# Ask me about Egyptian burials or mythology



## Noma Galway (Dec 18, 2013)

No, seriously. Ask. I will probably have the answer; it was an obsession of mine. While we're on the subject, Norse and Greek mythology is fine with me too on this.


----------



## Jabrosky (Dec 18, 2013)

I have a project whose protagonist (Queen Nefrusobek) comes from an Egyptian-style culture, but so far her story hasn't invoked any kind of tombs or burials yet. It's always good to see someone else with a similar interest in ancient Egypt though.


----------



## Noma Galway (Dec 18, 2013)

Oh definitely. Egypt is really fascinating.


----------



## TrustMeImRudy (Dec 19, 2013)

I love mythology, and Egypt is up there for my favorites. I got no questions, just chiming in to say I'll give my help as well. 

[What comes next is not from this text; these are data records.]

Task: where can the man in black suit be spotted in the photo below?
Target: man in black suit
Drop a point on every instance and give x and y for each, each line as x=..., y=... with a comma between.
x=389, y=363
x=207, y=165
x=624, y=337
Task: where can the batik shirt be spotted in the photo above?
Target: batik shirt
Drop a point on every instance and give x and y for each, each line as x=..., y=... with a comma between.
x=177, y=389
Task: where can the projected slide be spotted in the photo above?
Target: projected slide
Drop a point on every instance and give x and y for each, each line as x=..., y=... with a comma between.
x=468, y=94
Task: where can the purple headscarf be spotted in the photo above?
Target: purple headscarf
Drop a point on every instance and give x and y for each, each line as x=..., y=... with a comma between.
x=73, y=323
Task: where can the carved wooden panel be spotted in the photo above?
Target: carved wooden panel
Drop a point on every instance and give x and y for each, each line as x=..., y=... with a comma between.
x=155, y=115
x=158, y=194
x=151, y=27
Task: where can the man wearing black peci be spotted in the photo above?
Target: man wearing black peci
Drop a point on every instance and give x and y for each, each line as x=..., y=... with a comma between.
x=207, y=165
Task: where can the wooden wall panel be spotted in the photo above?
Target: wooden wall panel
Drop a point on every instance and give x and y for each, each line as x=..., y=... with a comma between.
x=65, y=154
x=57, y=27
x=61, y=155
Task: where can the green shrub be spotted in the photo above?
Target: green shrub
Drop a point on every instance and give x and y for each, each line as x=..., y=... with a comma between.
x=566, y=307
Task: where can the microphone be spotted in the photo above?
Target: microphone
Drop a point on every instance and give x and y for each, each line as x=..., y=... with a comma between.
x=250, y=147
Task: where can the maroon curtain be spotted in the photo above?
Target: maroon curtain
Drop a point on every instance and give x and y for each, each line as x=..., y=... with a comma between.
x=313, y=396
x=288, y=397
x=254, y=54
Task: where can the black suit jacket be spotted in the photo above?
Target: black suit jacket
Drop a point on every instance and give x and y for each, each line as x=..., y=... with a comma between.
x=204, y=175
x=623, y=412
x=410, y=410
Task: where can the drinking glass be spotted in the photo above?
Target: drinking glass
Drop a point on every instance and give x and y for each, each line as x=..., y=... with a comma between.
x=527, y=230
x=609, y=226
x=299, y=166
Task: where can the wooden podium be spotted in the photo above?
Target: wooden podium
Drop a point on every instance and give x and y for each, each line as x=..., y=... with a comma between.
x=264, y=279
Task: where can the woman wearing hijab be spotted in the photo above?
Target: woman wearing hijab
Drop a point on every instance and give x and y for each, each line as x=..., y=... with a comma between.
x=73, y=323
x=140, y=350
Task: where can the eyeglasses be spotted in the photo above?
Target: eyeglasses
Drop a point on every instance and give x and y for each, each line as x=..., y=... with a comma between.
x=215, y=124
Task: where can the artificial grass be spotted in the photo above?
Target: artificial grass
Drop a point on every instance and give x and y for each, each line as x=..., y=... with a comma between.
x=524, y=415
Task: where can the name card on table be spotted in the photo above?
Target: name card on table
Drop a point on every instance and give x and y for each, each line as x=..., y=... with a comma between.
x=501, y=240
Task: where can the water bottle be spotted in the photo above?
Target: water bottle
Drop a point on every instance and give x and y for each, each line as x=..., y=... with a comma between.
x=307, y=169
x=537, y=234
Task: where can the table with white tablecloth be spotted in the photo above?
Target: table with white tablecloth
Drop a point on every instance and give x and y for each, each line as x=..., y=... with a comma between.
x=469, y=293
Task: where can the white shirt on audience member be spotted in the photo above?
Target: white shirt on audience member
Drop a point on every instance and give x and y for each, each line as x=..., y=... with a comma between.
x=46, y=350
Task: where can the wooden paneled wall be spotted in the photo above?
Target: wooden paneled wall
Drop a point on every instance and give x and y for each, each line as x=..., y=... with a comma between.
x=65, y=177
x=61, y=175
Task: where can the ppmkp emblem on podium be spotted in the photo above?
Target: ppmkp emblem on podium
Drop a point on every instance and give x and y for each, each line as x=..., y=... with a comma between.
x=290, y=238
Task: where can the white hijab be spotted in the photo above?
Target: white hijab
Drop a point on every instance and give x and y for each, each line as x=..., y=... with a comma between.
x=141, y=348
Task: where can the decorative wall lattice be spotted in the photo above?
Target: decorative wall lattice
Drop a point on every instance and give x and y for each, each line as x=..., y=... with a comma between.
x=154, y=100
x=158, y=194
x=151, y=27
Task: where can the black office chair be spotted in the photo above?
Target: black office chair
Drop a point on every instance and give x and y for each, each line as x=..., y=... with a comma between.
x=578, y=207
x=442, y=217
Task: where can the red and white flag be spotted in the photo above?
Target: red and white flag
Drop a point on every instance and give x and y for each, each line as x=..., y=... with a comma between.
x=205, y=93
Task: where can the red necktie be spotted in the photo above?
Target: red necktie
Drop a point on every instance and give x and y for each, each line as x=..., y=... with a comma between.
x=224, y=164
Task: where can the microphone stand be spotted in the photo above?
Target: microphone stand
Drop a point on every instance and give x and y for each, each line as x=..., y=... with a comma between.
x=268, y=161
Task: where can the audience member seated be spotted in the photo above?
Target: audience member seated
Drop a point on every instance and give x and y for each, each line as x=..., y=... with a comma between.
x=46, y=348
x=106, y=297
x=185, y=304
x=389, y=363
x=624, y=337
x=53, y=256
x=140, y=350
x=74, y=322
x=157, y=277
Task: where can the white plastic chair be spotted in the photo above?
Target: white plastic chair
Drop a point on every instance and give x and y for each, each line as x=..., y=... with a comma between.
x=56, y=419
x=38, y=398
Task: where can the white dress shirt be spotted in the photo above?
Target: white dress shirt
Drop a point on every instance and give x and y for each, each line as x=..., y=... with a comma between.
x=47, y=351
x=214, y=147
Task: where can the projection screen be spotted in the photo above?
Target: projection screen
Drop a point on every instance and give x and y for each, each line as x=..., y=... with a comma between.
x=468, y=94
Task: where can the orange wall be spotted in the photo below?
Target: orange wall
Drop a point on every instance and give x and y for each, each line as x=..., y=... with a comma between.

Actually, on a second thought I do have a question. Mythology always has a thousand different canons due to different writers from different backgrounds hearing different stories, so Im wondering whats your selected canon? Knowing mythology, it usuallys turns that you know all the versions more or less but select a specific version or versions to meld into what makes most sense, so what about you guys? Ogdoad or Ennead, etc. ?


----------



## Noma Galway (Dec 19, 2013)

As far as I have been able to tell, Egyptian mythology has stayed relatively stable. I don't have a selected canon, I go by what I have learned over the years from various sources and when I don't know, I go to a myriad of books from all sorts of sources. With Greek, though, I do tend to trust Bullfinch's mythology.


----------



## Ginger Bee (Dec 19, 2013)

You know, that's an interesting idea, listing areas of expertise for questioning.  Could be a useful forum topic.  It could function both as an interactive reference resource and an inspiration sparker.


----------



## Noma Galway (Dec 19, 2013)

The one about swords and the one about archery are both really good...I really love going through those, and I figured I would contribute...if anyone needed mummification procedures or anything


----------



## Mythopoet (Dec 19, 2013)

Noma Galway said:


> As far as I have been able to tell, Egyptian mythology has stayed relatively stable.

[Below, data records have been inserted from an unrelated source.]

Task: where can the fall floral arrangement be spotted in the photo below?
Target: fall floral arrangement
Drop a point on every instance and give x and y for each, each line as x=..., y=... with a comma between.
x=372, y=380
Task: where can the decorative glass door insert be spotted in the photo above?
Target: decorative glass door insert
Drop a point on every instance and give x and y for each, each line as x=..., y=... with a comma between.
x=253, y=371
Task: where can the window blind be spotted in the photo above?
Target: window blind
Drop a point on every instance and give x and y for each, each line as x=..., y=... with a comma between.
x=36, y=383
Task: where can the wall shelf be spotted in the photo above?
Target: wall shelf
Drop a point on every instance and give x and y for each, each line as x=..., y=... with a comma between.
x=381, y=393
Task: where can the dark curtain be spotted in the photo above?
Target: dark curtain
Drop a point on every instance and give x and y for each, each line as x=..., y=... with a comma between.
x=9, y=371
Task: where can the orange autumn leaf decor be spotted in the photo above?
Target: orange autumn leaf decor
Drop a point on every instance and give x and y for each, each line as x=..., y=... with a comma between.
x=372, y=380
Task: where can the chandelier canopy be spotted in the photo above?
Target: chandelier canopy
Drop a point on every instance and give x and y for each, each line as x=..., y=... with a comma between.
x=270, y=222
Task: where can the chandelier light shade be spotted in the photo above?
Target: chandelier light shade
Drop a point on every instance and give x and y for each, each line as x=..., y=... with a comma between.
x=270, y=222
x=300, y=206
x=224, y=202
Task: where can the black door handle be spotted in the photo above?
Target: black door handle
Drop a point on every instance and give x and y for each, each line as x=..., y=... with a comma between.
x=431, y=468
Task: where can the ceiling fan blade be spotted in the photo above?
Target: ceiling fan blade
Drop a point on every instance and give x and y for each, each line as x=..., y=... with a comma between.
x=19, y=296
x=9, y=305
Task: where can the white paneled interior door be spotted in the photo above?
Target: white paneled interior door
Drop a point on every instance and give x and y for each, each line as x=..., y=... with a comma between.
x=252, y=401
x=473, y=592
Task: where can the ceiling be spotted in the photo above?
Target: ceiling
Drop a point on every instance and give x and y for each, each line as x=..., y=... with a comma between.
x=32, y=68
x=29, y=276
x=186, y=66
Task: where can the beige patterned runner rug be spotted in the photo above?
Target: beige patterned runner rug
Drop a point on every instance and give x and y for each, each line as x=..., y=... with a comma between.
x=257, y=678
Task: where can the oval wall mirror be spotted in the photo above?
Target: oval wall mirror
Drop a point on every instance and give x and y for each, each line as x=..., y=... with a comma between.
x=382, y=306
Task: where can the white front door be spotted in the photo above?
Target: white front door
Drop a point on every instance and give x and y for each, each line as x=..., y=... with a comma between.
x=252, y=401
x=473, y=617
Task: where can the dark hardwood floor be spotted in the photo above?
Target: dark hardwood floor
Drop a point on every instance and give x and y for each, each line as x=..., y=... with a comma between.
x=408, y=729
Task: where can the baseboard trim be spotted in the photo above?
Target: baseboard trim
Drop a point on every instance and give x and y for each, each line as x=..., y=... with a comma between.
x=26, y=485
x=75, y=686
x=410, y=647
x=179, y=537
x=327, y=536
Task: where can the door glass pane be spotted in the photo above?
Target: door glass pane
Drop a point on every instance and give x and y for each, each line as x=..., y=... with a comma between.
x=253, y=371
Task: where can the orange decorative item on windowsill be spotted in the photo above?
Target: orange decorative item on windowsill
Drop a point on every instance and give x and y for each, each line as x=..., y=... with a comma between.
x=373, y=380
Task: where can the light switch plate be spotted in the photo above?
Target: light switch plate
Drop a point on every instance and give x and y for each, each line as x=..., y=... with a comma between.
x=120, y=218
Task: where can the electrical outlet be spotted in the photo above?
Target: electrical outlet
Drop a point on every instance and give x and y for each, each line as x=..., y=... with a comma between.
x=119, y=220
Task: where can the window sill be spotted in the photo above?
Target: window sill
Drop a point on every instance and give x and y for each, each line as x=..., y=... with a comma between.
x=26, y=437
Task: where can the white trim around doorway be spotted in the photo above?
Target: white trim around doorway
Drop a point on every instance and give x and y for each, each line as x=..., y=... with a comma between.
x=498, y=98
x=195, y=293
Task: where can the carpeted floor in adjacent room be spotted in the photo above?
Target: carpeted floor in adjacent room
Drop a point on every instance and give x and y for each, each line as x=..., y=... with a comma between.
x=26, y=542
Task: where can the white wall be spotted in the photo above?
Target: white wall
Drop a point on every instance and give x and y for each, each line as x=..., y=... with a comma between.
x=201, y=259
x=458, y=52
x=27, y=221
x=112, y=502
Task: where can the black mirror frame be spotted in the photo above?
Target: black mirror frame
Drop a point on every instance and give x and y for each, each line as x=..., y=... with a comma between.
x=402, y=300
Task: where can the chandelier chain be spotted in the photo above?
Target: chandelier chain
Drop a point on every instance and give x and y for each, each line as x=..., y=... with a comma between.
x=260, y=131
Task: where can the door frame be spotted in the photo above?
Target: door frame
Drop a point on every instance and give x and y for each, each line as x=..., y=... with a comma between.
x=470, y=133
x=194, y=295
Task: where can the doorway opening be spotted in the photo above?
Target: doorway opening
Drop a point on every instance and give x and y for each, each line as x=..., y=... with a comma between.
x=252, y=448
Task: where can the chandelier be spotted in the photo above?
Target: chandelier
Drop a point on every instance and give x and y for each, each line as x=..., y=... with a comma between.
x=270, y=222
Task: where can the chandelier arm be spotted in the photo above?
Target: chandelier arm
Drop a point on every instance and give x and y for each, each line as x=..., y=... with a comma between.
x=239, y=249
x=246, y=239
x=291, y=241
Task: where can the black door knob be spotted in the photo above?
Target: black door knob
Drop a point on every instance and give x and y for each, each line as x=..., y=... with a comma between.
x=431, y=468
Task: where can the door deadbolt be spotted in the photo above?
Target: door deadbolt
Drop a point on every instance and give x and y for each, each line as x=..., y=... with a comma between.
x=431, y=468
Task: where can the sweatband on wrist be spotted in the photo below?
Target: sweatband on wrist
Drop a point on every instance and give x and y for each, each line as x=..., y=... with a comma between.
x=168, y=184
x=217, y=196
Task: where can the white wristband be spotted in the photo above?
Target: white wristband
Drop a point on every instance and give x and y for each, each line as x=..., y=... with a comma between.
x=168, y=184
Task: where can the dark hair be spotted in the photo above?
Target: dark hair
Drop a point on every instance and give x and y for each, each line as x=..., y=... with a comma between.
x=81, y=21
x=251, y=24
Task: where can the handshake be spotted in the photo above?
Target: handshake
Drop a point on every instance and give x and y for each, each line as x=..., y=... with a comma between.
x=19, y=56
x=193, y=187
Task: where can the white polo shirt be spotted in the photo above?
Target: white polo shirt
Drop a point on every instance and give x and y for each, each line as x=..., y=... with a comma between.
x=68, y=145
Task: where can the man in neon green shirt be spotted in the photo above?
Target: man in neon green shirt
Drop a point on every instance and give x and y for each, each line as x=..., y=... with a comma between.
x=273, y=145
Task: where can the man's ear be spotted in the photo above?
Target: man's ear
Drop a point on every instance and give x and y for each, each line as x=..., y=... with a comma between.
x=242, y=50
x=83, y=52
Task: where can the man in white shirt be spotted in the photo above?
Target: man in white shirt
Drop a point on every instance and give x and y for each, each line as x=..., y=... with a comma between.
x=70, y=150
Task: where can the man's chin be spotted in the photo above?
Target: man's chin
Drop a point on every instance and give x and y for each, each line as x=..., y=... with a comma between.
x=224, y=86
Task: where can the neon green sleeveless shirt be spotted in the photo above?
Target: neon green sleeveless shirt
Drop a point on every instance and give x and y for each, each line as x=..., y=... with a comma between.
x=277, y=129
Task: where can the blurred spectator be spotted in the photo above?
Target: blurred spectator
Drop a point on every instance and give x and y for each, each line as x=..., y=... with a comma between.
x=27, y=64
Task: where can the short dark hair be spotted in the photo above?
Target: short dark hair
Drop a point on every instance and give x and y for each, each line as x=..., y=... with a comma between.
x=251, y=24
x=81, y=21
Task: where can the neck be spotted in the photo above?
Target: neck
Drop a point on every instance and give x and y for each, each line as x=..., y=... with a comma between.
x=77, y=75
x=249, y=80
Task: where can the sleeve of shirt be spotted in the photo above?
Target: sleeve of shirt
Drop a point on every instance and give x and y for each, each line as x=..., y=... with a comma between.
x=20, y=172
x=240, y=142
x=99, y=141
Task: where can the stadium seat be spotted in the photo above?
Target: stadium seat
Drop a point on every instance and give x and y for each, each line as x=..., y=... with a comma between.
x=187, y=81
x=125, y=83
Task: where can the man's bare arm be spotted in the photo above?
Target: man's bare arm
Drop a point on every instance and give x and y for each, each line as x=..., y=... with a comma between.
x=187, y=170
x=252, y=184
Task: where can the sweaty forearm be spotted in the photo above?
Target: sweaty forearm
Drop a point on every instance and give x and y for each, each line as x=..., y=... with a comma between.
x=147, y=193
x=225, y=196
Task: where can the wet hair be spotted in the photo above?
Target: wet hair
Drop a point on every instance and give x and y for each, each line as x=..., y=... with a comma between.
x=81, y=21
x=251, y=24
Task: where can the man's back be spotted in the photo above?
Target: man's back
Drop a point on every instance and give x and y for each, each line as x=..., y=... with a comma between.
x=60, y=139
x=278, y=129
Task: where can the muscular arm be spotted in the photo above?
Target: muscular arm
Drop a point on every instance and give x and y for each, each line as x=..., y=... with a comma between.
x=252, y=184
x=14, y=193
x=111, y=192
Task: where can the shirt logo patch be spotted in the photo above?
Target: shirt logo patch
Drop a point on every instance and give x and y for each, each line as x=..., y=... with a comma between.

Considering that Egyptian history covers about 5,000 years, you're right, it's _relatively_ stable. But there is still a wide range of varying beliefs due to things that developed over time or because people from different cities had different beliefs centering around different gods. There's a great deal of difference between Egyptian views on death and the afterlife during the Old Kingdom versus during the New Kingdom, for instance. The interesting thing is that the differing beliefs are often not necessarily contradictory. Egyptians tended to develop their understanding of concepts based on new thinking without throwing out the old in favor of the new. This is why you have gods being combined a lot in the mythology. 

For instance, the priests of one city who worshiped Amun and the priests of another city who worshiped Ra would get together and say, "You know, Amun and Ra are really similar. In fact, most of their attributes and powers are the same. Perhaps they are actually the same god that we have known by two different names. Let us henceforth worship him as Amun-Ra." Now obviously that's a gross simplification. Egyptian theology was quite complex and fascinating. 

As you might be able to tell, Egyptian religion and philosophy are a passion of mine as well. The nature of my fantasy world is heavily based on Egyptian beliefs and one of the nations is basically a fantasy version of Egypt. 

If you are interested in Egyptian views on religion and the afterlife I highly recommend a couple of books by German Egyptologist Jan Assmann: Death and Salvation in Ancient Egypt and The Search for God in Ancient Egypt. I also rely heavily on The Literature of Ancient Egypt edited by William Kelly Simpson which is a wonderful volume of translations of Egyptian writings. I always like going to the original sources as much as possible when it comes to mythology and religion of ancient cultures.


----------



## Noma Galway (Dec 19, 2013)

You are right, they are not typically contradictory, which is why I said it was relatively stable. I suppose I, too, was oversimplifying. I know the changes that occurred over the extensively long history of Egyptian religion, and if I'm ever unclear, I know where to go


----------



## Mythopoet (Dec 19, 2013)

I didn't meant to suggest you don't know what you're talking about. I'm just a person who could talk about ancient Egyptian beliefs for hours easily. It's one of my obsessions.


----------



## Noma Galway (Dec 19, 2013)

I know that's not what you meant. We might just share an obsession...except I don't write Egyptian settings typically. Maybe for a couple short stories, but that's it.


----------



## TrustMeImRudy (Dec 19, 2013)

I meant actual myths about events that conflict, like their billion creation myths, different gods in similar roles and etc, plus which gods are the most important differed from city to city, while some other mythologies, like Greek and Norse, most cities in the same time period agreed that Zeus or Odin ruled, regardless how differently they viewed Zeus or Odin as acting [not counting Tyr ruling before Odin]


----------



## Noma Galway (Dec 19, 2013)

Well, I mean, it depends heavily on the myth in question.


----------